Time for another guest blog! This time guest-blogger Claire Johnson is tackling the age old question: is there such a thing as too many sequels when it comes to our animated favourites?

Are we at peak animated sequel?

Monsters University. The Incredibles 2. The upcoming Toy Story 4 (yep – we’re on to the fourth). I could go on. And on. And on.

Is it possible that we’ve reached peak animated sequel?

This may be controversial, but in recent years (and even recent months) it feels like we’ve been hit with a tsunami of animated sequels, with filmmakers riding the wave of millennial nostalgia to ensure they get bums on cinema seats (and a healthy cheque in their back pocket). I’m just not sure if I’m on board for the ride.

Don’t get me wrong here – I’m not a total cynic. Many sequels are valid in their own right (here’s looking at you, Shrek 2), and have a well-deserved place in our hearts.

But I can’t be the only one who eye-rolled at a fourth Toy Story? Can I?

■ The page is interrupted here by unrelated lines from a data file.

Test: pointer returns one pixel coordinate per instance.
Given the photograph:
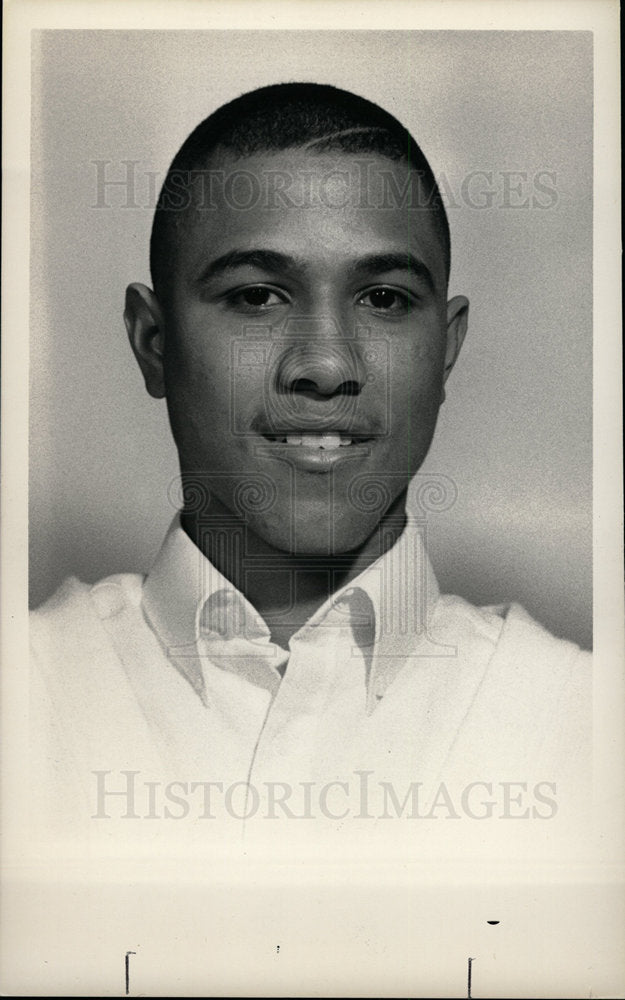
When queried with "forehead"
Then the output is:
(324, 208)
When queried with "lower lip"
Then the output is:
(311, 458)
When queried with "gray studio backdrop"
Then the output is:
(506, 121)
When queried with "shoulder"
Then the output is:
(74, 600)
(71, 626)
(514, 638)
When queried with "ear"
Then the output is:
(457, 320)
(144, 322)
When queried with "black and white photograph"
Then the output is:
(320, 691)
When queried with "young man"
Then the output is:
(289, 648)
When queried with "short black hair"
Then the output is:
(288, 116)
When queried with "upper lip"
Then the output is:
(318, 427)
(357, 432)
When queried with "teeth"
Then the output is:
(328, 441)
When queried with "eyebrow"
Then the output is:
(273, 260)
(268, 260)
(379, 262)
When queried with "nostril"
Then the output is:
(303, 385)
(347, 388)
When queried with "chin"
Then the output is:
(318, 536)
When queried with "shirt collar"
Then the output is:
(185, 595)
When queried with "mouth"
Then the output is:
(327, 440)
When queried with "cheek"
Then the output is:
(416, 376)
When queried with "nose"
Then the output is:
(320, 366)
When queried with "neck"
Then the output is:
(287, 588)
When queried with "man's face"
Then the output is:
(304, 345)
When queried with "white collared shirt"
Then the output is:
(173, 679)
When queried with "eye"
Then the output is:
(384, 299)
(255, 297)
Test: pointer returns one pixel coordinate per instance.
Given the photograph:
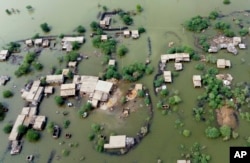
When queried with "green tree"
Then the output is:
(32, 135)
(212, 132)
(7, 94)
(45, 27)
(59, 100)
(122, 50)
(22, 129)
(7, 128)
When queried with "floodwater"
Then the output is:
(162, 20)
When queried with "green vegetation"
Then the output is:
(243, 32)
(71, 56)
(107, 47)
(13, 47)
(203, 41)
(197, 24)
(8, 11)
(80, 29)
(45, 27)
(226, 2)
(122, 50)
(7, 128)
(139, 8)
(133, 72)
(186, 133)
(66, 123)
(59, 100)
(32, 135)
(22, 129)
(212, 132)
(7, 94)
(213, 15)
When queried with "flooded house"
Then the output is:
(4, 54)
(116, 142)
(34, 95)
(68, 90)
(197, 81)
(167, 76)
(223, 63)
(55, 79)
(135, 34)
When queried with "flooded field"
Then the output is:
(162, 20)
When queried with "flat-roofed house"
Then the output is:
(197, 81)
(135, 34)
(4, 54)
(14, 135)
(68, 90)
(116, 142)
(29, 42)
(55, 79)
(223, 63)
(39, 122)
(167, 76)
(38, 41)
(126, 33)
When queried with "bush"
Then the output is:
(197, 24)
(22, 129)
(45, 27)
(226, 2)
(59, 100)
(122, 50)
(80, 29)
(212, 132)
(7, 128)
(32, 135)
(7, 94)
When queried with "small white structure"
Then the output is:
(104, 37)
(111, 62)
(54, 79)
(68, 90)
(4, 54)
(167, 76)
(197, 81)
(116, 142)
(223, 63)
(38, 41)
(135, 34)
(126, 33)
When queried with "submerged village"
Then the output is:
(119, 91)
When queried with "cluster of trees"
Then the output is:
(45, 27)
(225, 28)
(184, 49)
(197, 24)
(203, 41)
(107, 47)
(134, 71)
(25, 67)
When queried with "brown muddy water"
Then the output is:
(162, 19)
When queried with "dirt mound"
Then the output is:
(227, 116)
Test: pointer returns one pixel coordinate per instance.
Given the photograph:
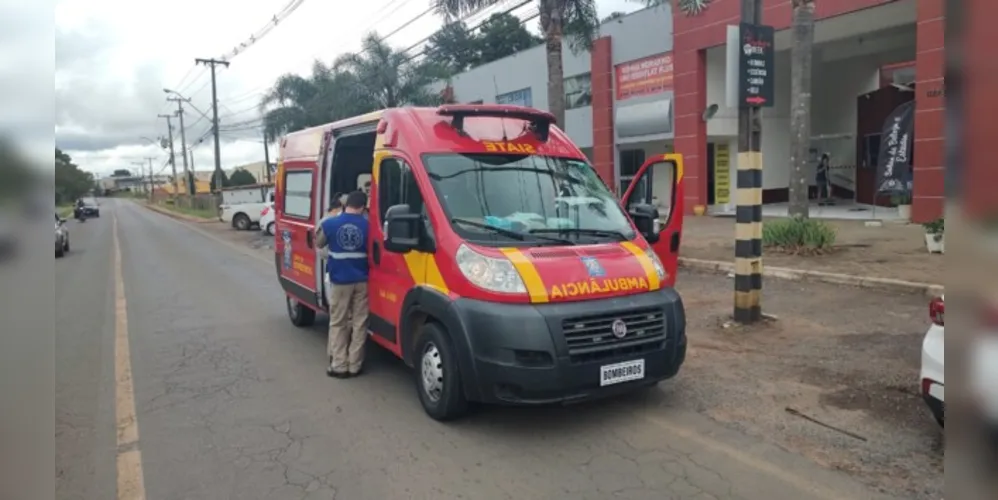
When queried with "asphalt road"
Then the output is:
(231, 401)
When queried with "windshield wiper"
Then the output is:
(619, 235)
(508, 232)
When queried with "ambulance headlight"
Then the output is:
(489, 273)
(657, 263)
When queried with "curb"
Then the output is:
(175, 215)
(885, 284)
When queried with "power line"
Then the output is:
(477, 26)
(481, 14)
(255, 37)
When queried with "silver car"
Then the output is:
(61, 237)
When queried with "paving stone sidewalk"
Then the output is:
(893, 251)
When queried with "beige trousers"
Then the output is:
(347, 326)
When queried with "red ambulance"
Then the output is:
(502, 268)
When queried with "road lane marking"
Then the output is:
(190, 225)
(131, 485)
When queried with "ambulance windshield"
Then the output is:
(538, 197)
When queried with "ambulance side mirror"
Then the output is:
(645, 217)
(401, 229)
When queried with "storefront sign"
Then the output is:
(522, 97)
(894, 158)
(755, 65)
(578, 91)
(722, 174)
(692, 7)
(646, 76)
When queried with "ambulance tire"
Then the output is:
(300, 315)
(437, 358)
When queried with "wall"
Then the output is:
(693, 35)
(836, 84)
(650, 148)
(634, 36)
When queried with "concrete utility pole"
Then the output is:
(214, 115)
(266, 156)
(142, 169)
(173, 158)
(183, 141)
(151, 184)
(748, 219)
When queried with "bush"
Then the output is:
(937, 226)
(798, 236)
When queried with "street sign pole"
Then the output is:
(754, 90)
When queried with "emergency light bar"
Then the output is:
(540, 121)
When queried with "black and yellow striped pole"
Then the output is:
(748, 198)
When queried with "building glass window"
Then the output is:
(522, 97)
(578, 91)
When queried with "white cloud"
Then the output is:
(114, 57)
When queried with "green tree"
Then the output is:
(296, 102)
(454, 48)
(213, 184)
(576, 18)
(503, 35)
(71, 183)
(389, 77)
(613, 17)
(241, 177)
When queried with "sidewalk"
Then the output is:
(893, 251)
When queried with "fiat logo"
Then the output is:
(619, 328)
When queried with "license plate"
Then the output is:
(622, 372)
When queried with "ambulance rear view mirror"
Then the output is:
(645, 217)
(401, 229)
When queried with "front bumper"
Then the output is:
(553, 353)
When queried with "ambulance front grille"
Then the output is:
(591, 337)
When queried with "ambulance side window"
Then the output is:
(397, 186)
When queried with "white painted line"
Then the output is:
(131, 485)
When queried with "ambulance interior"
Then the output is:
(351, 165)
(348, 171)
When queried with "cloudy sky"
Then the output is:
(115, 57)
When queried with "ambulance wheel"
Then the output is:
(300, 314)
(438, 379)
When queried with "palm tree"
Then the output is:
(576, 18)
(389, 78)
(800, 106)
(296, 102)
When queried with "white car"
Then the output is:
(267, 219)
(933, 355)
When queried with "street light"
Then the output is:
(188, 101)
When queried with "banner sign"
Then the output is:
(894, 158)
(722, 174)
(755, 65)
(645, 76)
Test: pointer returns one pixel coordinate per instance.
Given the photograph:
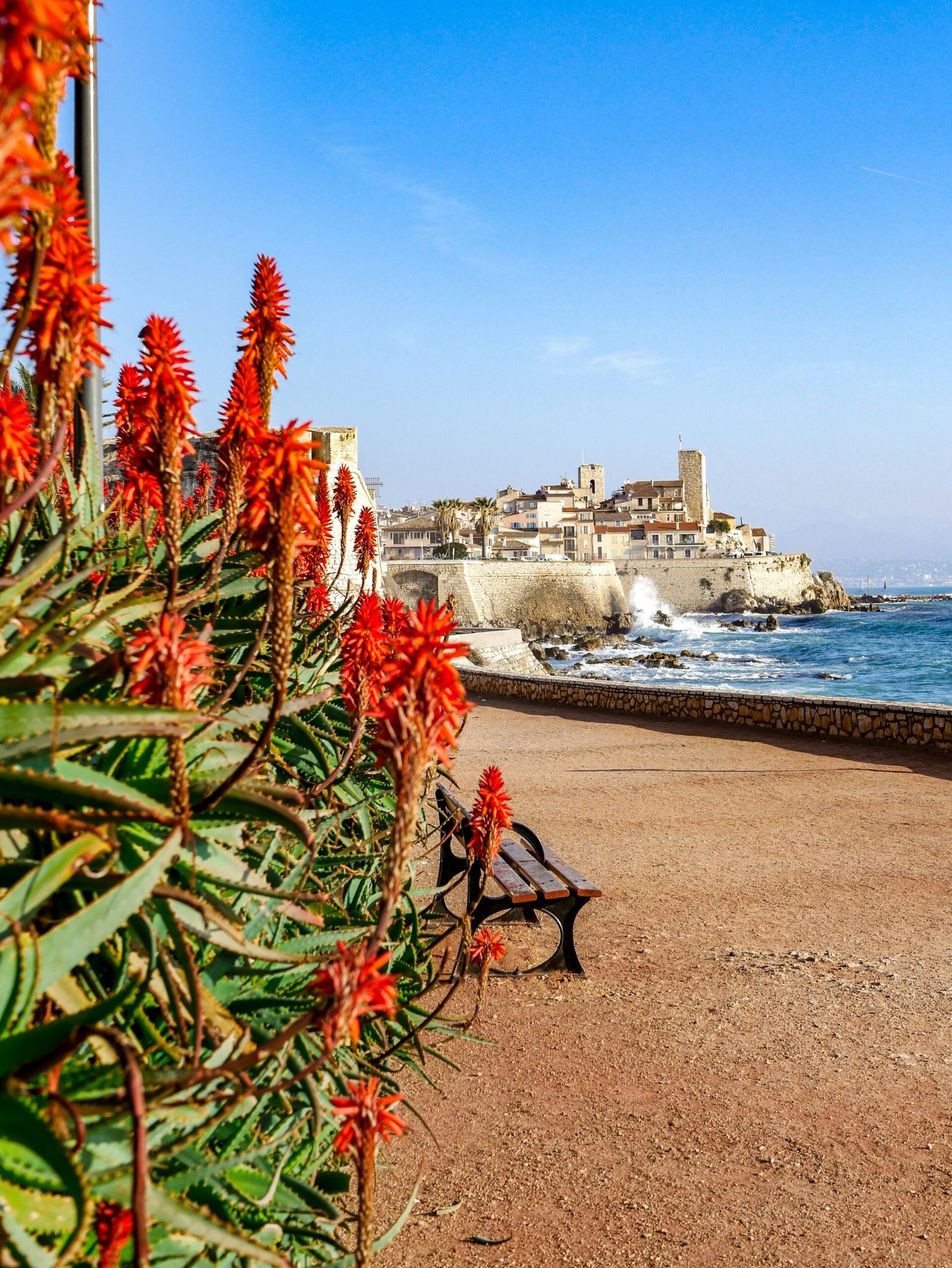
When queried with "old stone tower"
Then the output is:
(591, 481)
(693, 469)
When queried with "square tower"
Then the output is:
(693, 469)
(591, 481)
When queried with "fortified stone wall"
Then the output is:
(536, 597)
(813, 715)
(734, 585)
(500, 651)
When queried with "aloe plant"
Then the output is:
(207, 799)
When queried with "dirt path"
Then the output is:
(759, 1067)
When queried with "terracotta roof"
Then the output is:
(402, 525)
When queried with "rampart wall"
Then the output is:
(813, 715)
(732, 585)
(578, 597)
(537, 597)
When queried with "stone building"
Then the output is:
(693, 472)
(591, 482)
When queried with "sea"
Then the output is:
(901, 653)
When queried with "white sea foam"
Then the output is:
(646, 604)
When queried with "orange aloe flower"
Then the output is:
(113, 1225)
(18, 440)
(487, 947)
(365, 542)
(168, 665)
(492, 812)
(242, 421)
(168, 392)
(267, 339)
(282, 487)
(203, 483)
(364, 649)
(422, 702)
(367, 1117)
(353, 987)
(66, 318)
(345, 492)
(317, 603)
(28, 26)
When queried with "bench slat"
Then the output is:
(516, 889)
(574, 878)
(550, 888)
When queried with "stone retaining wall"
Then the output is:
(823, 715)
(719, 585)
(538, 597)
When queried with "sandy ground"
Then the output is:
(759, 1067)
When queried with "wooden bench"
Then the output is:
(530, 875)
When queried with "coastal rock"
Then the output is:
(734, 602)
(593, 642)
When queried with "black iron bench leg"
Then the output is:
(565, 957)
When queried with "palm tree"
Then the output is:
(446, 511)
(484, 511)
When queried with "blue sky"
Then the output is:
(513, 233)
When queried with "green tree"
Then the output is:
(448, 516)
(486, 512)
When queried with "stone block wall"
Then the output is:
(536, 597)
(812, 715)
(726, 585)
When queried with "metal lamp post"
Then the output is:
(86, 160)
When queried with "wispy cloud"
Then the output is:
(559, 349)
(635, 365)
(567, 353)
(878, 171)
(448, 222)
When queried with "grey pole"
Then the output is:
(86, 160)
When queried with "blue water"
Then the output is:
(901, 653)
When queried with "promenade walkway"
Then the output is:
(759, 1068)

I adored Toy Story 1 and 2, and positively wept at film number 3 (by that time, I was old enough to appreciate just how much of an emotional rollercoaster those films are). The last film felt like the perfect ending to a perfect trilogy. Andy went off to college, we all cried, and the series came to its natural conclusion.

Or, perhaps not.

It’s the sequel no-one saw coming. While it’s impossible to know yet whether it’ll stand its own and justify its place in Pixar history, or be the first flop in a series of successes, it has the potential to either spoil what would have been the perfect Pixar hat-trick or have me eating my words. And probably weeping, again.

In an unpredictable world (I won’t mention the B word…), this constant stream of animated sequels takes us back to a happier time. Like slipping into your favourite old slippers, they’re comfortable and familiar – the characters are established, the plots are easy to follow, and they give us that warm and fuzzy feeling that’s hard to find elsewhere.

And the box office doesn’t lie – we’re flocking to see them. The Incredibles 2 is the highest grossing animated film of all time, followed by Finding Dory in second place, and – you guessed it – another sequel, Shrek 2, coming in third. The studios are clearly onto a winning formula, a tried and tested money-maker. But I’d hate to see the quality of these movies getting compromised for a quick buck.

Anyway, sequels could be the least of our concerns. Rumour has it that a script is in development for a Grease prequel, which focuses on Danny and Sandy’s initial meeting and summer of love. And while that’s highly unlikely to be animated, it’s only a matter of time before the animation studios are presenting us with ‘the story before the story’. There’s already been The Lion King 1½*, and the straight-to-video Ariel’s Beginning.

So, are all these sequels exploiting our desperate need for millennial nostalgia? Maybe. Are we still going to eat up every single trailer, search for every hidden Easter egg, and lose our minds speculating about the plot until Frozen 2/Toy Story 4/Shrek 5 hits the cinema? You bet we are.

And I, despite my best efforts, will likely have a front row seat.

*I’m actually not slating this one – it was surprisingly good.